Here are several pivotal steps that schools and school leaders should consider to create a more racially inclusive and healthy environment:
1. One-time diversity professional development is not enough. Many districts and schools commit themselves to a speaker who comes in once to discuss diversity, equity, or implicit bias, and then moves onto other compliance or curricular issues. Harmful attitudes, beliefs, and ignorance are hard to eliminate. Therefore, schools must commit themselves to sustained and intentional professional learning around race, racism, implicit bias, school-induced trauma, and other equity-focused efforts. This work needs to be sanctioned and supported at the district level where all schools and staff are part of the learning. Even if some teachers resist, and object to professional development on racial climate, and make comments such as “we don’t need this type of training,” or “this training is a waste of time,” leaders need to double down and insist that everyone can improve in this area and proceed with the work that must be done.
2. Leaders need to lead.
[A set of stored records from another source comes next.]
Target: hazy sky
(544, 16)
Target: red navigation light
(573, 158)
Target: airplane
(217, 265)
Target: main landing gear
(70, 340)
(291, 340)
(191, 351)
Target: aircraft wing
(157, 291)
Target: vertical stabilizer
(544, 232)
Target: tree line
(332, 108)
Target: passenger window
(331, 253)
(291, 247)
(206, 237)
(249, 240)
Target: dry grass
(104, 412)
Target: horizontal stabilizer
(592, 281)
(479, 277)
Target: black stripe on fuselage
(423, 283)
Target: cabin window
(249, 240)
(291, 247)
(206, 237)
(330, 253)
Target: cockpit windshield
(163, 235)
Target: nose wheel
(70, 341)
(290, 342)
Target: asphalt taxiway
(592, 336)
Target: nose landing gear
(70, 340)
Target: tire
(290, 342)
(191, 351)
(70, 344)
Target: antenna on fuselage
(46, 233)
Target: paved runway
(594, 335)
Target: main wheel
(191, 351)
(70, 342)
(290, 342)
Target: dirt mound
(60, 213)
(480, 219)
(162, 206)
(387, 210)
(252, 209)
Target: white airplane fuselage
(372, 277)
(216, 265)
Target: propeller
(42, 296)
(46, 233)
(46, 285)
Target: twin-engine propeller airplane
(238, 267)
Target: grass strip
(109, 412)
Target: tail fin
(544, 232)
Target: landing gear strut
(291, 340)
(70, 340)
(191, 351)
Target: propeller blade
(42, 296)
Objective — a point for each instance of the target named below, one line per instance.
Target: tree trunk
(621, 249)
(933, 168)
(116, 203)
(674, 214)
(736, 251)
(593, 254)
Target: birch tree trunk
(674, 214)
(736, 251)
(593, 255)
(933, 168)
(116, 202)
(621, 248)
School leaders must play a pivotal role in having hard conversations and creating brave spaces to disrupt racist thinking and practices at their schools. Many leaders operate from a reactive point of view and not a proactive one. Leaders should be talking to their staffs regularly about how to create racially supportive schools and classrooms. Leaders must challenge their teachers around deficit-based thinking about students of color, and must let teachers know that there is zero tolerance for teachers when it comes to race-based jokes or pranks.
3. Bystanders need to speak up. In many schools, teachers often make racially inappropriate comments, say dismissive things, or state jokes that are racially insensitive. Their colleagues remain silent, do not disrupt such comments, laugh at them, and do not repudiate their colleagues for making offensive comments. Bystanders who remain silent in the face of inappropriate comments, gestures, jokes, and behaviors made by colleagues are complicit in creating hostile learning communities. Bystanders need to demonstrate the courage to call their colleagues to task about inappropriate behaviors.
4. Racially diverse staff must be heard. In many schools, teachers and staff of color are all too aware of the hostile racial climate that exists in a school. Many speak up about how they and their students are subjected to racially inappropriate work environments. When such comments are made, leaders must listen to them, believe them, and take steps to address them—immediately. However, educators of color should not be expected to do the emotional labor of fixing or addressing such issues.
5. Parents and students deserve a say. Our most important stakeholders, students and parents, are frequently not listened to about school climate. Many students are aware of teachers who make disrespectful or racially demeaning comments. Many students are keenly aware of teachers who engage in differential treatment of students based on race. When school leaders receive recurring complaints about particular staff members, they must listen and act. Moreover, many parents and caregivers are also aware of teachers who are often dismissive and disrespectful of parents of color. Leaders must create spaces to bring together parents and caregivers and listen to their experiences with certain school personnel.